Imagine a table such as the one that Table 2-2 shows. The table holds information about sales. In this case, only the OrderId column is part of the primary key.
Cc505842.table_C02623422_2(en-us,TechNet.10).png
Table 2-2 Table Before First NF
With a design like this, you can have the following anomalies:
  • Insert How do you insert a customer without an order?
  • Update If item Bo is renamed, how do you perform an update?
  • Delete If order 3 is deleted, the data for customer 2 is lost.
  • Select How do you calculate the total quantity of bolts?
Note that only update and select anomalies deal with redundancy: they are problematic because the table contains redundant data. Insert and delete anomalies deal with incompleteness of the model. The rule for first NF is, “A table is in first normal form if all columns are atomic.” This means there can be no multi-valued columns—columns that would hold a collection such as an array or another table. First NF is somewhat redundant with the definition of a relational table or of a relation. A table is a relation if it fulfills the following conditions:
  • Values are atomic. The columns in a relational table are not a repeating group or arrays.
  • Columns are of the same kind. All values in a column come from the same domain.
  • Rows are unique. There is at least one column or set of columns, the values of which uniquely identify each row in the table.
  • The order of columns is insignificant. You can share the same table without worrying about table organization.
  • The sequence of rows is insignificant. A relational table can be retrieved in a different order and sequence.
  • Each column must have a unique name. This is required because the order of columns is not significant.
You can see in the example in Table 2-2 that the last column is multi-valued; it holds an array of items. Before starting with decomposition, let us briefly review the textual notation of a relational table. Remember the earlier example proposition, “Lubor Kollar was employed by Tail-spin Toys on March 19, 2004.” In a general form, you can write “Employee with (Name) was employed by (Company) on (EmploymentDate).” This generalized form of a proposition is a predicate. Terms in parentheses are value placeholders (entity attributes). A predicate defines the structure of a table. You can write the structure briefly as:
Employees(EmpId, EmployeeName, CompanyId, EmploymentDate) 
Underlined columns form the primary key. Actually, they form a candidate key, and a table can have multiple candidate keys. You could underline all candidate keys and double underline the primary key.
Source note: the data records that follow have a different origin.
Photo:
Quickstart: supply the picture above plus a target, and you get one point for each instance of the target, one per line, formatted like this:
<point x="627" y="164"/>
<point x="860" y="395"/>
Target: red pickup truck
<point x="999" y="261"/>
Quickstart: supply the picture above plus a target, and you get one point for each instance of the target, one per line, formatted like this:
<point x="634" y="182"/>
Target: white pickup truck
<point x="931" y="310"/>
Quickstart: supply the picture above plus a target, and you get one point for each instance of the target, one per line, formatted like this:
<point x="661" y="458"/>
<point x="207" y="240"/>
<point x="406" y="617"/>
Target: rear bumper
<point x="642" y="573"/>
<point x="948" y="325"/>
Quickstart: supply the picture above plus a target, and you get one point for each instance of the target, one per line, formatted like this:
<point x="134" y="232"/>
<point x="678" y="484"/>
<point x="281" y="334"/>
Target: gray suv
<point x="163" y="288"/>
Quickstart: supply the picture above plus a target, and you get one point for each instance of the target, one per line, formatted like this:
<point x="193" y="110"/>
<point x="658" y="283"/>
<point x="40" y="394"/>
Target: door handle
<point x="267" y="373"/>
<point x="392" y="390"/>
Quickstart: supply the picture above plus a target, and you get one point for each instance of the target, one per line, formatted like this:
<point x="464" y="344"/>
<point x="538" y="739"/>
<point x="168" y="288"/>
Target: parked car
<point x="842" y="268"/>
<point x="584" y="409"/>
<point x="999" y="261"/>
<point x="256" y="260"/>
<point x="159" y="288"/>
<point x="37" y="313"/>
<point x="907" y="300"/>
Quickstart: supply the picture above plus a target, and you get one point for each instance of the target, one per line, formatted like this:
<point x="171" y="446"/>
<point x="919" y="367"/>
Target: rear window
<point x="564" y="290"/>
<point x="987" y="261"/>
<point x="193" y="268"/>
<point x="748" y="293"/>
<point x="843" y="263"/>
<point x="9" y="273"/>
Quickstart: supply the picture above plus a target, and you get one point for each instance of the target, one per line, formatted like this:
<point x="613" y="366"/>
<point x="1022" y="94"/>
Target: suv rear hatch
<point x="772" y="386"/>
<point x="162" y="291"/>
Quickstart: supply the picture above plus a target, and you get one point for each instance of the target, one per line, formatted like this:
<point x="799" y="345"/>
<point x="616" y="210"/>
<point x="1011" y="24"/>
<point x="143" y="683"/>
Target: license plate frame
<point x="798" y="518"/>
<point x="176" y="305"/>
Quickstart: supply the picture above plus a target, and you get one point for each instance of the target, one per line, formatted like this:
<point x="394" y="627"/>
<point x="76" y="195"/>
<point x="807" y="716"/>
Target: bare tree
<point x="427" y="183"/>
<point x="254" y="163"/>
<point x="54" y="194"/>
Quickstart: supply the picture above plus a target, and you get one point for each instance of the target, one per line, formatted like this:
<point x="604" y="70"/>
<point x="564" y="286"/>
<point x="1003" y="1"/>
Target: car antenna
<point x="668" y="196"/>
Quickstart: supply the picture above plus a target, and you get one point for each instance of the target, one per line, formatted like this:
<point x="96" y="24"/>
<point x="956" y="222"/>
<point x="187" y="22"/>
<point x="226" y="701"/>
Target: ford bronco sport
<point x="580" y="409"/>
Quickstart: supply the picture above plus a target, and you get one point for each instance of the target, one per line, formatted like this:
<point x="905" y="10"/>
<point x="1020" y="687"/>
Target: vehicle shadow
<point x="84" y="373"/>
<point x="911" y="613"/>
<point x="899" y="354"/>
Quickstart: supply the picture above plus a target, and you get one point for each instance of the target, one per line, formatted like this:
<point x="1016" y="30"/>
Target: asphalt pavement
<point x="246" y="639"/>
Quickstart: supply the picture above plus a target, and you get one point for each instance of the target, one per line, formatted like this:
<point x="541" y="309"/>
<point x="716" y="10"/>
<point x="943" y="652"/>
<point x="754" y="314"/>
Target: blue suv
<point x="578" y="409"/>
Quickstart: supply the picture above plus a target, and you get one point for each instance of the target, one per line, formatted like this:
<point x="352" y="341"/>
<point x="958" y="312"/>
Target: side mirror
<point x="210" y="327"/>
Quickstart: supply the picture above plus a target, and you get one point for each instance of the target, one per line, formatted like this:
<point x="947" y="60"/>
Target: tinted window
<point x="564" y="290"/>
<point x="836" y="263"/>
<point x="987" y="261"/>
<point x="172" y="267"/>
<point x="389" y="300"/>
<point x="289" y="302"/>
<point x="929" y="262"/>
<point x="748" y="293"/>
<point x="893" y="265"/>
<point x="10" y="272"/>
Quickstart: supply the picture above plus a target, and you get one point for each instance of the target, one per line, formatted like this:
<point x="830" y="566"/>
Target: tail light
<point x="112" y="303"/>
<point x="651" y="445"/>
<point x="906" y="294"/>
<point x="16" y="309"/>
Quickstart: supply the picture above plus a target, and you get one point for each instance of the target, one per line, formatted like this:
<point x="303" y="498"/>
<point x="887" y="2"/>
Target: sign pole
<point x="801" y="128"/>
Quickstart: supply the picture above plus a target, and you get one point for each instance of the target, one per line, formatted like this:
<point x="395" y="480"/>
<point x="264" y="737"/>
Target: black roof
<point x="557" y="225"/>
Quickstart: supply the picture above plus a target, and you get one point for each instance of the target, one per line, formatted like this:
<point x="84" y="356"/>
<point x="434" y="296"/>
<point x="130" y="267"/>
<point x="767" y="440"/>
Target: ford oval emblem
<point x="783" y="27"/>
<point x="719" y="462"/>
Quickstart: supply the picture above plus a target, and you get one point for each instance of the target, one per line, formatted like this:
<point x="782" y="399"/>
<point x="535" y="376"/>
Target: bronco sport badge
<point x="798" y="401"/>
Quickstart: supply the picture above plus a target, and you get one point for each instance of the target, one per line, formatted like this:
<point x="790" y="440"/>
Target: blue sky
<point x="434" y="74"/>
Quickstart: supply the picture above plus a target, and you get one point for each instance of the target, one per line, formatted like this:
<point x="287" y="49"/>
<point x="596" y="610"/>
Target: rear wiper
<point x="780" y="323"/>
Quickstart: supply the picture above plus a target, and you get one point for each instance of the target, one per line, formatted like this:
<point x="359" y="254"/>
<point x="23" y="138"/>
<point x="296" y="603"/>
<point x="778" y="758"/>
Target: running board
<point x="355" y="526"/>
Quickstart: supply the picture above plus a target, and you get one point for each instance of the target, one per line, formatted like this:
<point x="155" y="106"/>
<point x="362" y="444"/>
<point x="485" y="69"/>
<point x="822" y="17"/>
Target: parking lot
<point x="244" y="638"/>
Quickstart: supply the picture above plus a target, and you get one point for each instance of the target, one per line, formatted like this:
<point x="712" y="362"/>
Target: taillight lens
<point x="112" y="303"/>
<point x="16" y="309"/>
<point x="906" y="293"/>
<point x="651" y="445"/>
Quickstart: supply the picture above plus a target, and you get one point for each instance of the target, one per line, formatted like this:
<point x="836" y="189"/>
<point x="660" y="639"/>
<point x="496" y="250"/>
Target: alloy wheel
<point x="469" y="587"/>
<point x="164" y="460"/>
You decompose the table shown in Table 2-2 on the Items column. Every item leads to a new row, and every atomic piece of data of a single item (ProductId, ProductName, Quantity) leads to a new column. After the decomposition, you have multiple rows for a single order; therefore, you have to expand the primary key. You can compose the new primary key from the OrderId and ProductId columns. However, suppose you can allow multiple products on a single order, each time with a different discount, for example. Thus, you cannot use ProductId as part of the primary key. However, you can add the ItemId attribute and use it as a part of the new primary key. A decomposed table in first normal form would look like this:
Orders(OrderId, CustomerId, OrderDate, ItemId, ProductId, Quantity, 
ProductName)
Before moving to second NF, you have to understand a common misconception about first NF. You might have heard or read that you should not have a repeating group of columns. However, this advice is incorrect; repeating groups means you should not have a repeating group (that is, a collection) in a single column. For example, imagine this table:
Employees(EmployeeId, EmployeeName, Child1, Child2)
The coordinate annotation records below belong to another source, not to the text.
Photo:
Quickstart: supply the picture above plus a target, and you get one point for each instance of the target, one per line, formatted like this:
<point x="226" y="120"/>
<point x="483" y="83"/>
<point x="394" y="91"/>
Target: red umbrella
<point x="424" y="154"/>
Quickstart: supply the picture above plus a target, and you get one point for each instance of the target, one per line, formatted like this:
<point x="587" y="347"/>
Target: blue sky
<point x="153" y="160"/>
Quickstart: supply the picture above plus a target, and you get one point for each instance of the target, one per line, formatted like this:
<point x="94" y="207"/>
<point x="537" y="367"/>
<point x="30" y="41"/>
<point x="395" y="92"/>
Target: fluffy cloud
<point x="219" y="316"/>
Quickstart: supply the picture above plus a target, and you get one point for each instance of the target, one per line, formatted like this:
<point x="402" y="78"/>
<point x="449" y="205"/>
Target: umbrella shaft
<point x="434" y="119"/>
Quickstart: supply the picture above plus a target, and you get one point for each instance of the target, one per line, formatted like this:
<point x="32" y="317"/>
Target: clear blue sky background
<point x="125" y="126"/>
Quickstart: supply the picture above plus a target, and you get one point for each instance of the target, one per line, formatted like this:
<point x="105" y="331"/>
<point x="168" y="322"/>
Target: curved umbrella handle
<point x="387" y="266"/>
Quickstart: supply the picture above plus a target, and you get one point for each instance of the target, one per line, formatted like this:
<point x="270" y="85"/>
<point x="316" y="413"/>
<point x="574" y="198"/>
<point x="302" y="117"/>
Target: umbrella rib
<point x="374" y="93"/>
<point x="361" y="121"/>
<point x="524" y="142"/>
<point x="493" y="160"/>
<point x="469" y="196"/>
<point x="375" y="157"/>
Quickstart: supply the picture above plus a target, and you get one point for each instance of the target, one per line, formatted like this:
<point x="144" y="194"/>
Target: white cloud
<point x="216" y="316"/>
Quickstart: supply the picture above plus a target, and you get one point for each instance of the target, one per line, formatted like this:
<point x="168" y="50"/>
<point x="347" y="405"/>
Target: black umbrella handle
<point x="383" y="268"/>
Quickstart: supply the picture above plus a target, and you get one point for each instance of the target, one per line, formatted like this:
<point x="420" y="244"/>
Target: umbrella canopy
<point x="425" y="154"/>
This table is perfectly in first NF. This design has a built-in constraint, allowing only employees who have two children. If you do not allow unknown (NULL) values for the Child1 and Child2 attributes, then you allow employees with exactly two children. This kind of constraint is not typical for business; nevertheless, it is a constraint built into the model, which is in first NF. Such constraints are rare, and a repeating group of columns typically represents a hidden collection. Take care not to decompose such groups automatically before checking whether this is a special constraint.

Second Normal Form

After achieving first NF, the decomposed table from Table 2-2 looks like Table 2-3.
Cc505842.table_C02623422_3(en-us,TechNet.10).png
Table 2-3 Table in First NF
You still have the following anomalies:
  • Insert How do you insert a customer without an order?
  • Update If customer 1 changes the order date for order 1, how do you perform the update? (In many places, possible inconsistencies could exist.)
  • Delete If you delete order 3, the data for customer 2 is lost.
To achieve second NF, a table must be in first NF, and every non-key column must be fully functionally dependent on the entire primary key. This means that no column can depend on part of the primary key only. In the example in Table 2-3, you know the customer and the order date if you know the value of the OrderId column; you do not need to know anything about ProductId, which is part of the primary key. The CustomerId and OrderDate columns depend on part of the primary key only—OrderId. To achieve second NF, you need to decompose the table into two tables:
Orders(OrderId, CustomerId, OrderDate)
OrderDetails(OrderId, ItemId, ProductId, Quantity, ProductName)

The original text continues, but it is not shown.